HealthFinders Collaborative, Inc. a free community health clinic provides primary care, medication assistance, chronic disease management programs, and patient advocacy. The health clinic helps provide care to low income and uninsured and underserved residents in Rice County situated between Northfield and Fairbault, Minnesota.

The small clinic is on its way to adopting an EHR system. Working with the Regional Extension Assistance Center for HIT or referred to as REACH, consultants are using REACH planning tools. HealthFinders Executive Director Charles Mandile believes that the EHR is a catalyst for growth and will enhance care across the team of voluntary providers, nurses, and interpreters, and a dozen pharmacies.

The business case for an EHR took HealthFinders months to develop. As a small organization, the clinic views the upfront costs as a long term investment in administrative efficiency. HealthFinders will pursue the Medicaid incentives which will cover a large part of the monthly costs.

In Nebraska, the Boone County Health Center with five satellite clinics serving 10,000 rural residents in several north central Nebraska counties has successfully installed an EHR system. To select the software, the health center staff previewed software in use at a small rural hospital in Missouri and reviewed an on-site demonstration with software representatives. The consensus among the staff was to install a Cerner software package.

However, the medical staff was faced with one problem related to the number of EHR alerts that the system constantly received. While the alerts helped the medical staff check for harmful drug interactions and prevent adverse medication events, physicians were experiencing alert fatigue from the influx of alerts.

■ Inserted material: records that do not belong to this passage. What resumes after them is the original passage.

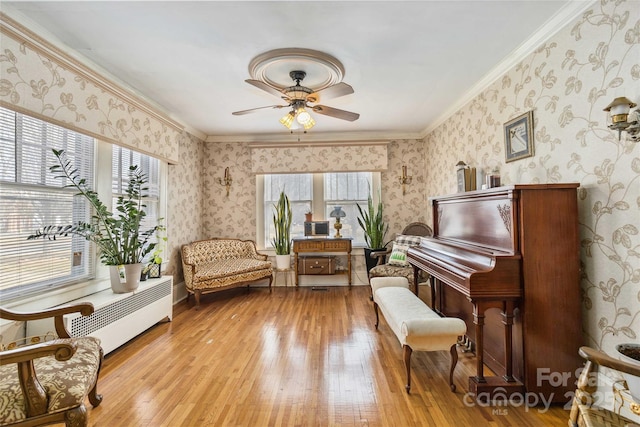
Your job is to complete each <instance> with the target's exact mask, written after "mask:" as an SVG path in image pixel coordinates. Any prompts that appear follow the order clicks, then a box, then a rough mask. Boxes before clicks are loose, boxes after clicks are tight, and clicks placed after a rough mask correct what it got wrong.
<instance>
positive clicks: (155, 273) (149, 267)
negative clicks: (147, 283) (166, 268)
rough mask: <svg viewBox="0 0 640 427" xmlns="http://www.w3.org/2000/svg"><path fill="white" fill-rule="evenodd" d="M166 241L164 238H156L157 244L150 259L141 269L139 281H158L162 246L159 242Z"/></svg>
mask: <svg viewBox="0 0 640 427" xmlns="http://www.w3.org/2000/svg"><path fill="white" fill-rule="evenodd" d="M161 240H162V241H164V242H166V241H167V238H166V237H160V236H157V241H158V243H157V244H156V246H155V250H154V251H153V253H152V254H151V257H150V258H149V260H148V261H147V263H146V264H145V266H144V267H142V276H141V277H140V280H143V281H144V280H147V277H148V278H150V279H158V278H160V277H162V247H161V246H162V245H161V244H160V241H161Z"/></svg>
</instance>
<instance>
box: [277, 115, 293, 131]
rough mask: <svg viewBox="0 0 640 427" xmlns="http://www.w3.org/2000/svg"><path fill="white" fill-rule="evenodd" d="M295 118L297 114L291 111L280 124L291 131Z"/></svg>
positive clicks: (284, 118)
mask: <svg viewBox="0 0 640 427" xmlns="http://www.w3.org/2000/svg"><path fill="white" fill-rule="evenodd" d="M294 118H295V112H293V111H289V112H288V113H287V114H286V115H285V116H284V117H282V118H281V119H280V123H282V125H283V126H284V127H286V128H287V129H291V125H292V124H293V119H294Z"/></svg>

Emily Krohn Chief Information Officer at Boone and the Center IT staff realized that they needed to improve the EHR system to help providers detect drug interactions and prevent medication errors without constant alerts coming into the EHR system.

Providers held discussions with the IT staff which led to improving the system and adjusting the number of EHR alerts sent. Today, key health system stakeholders meet weekly to discuss the EHR implementation progress and reports show all the recent triggered EHR alerts received so if necessary, action can be taken to reduce the alerts.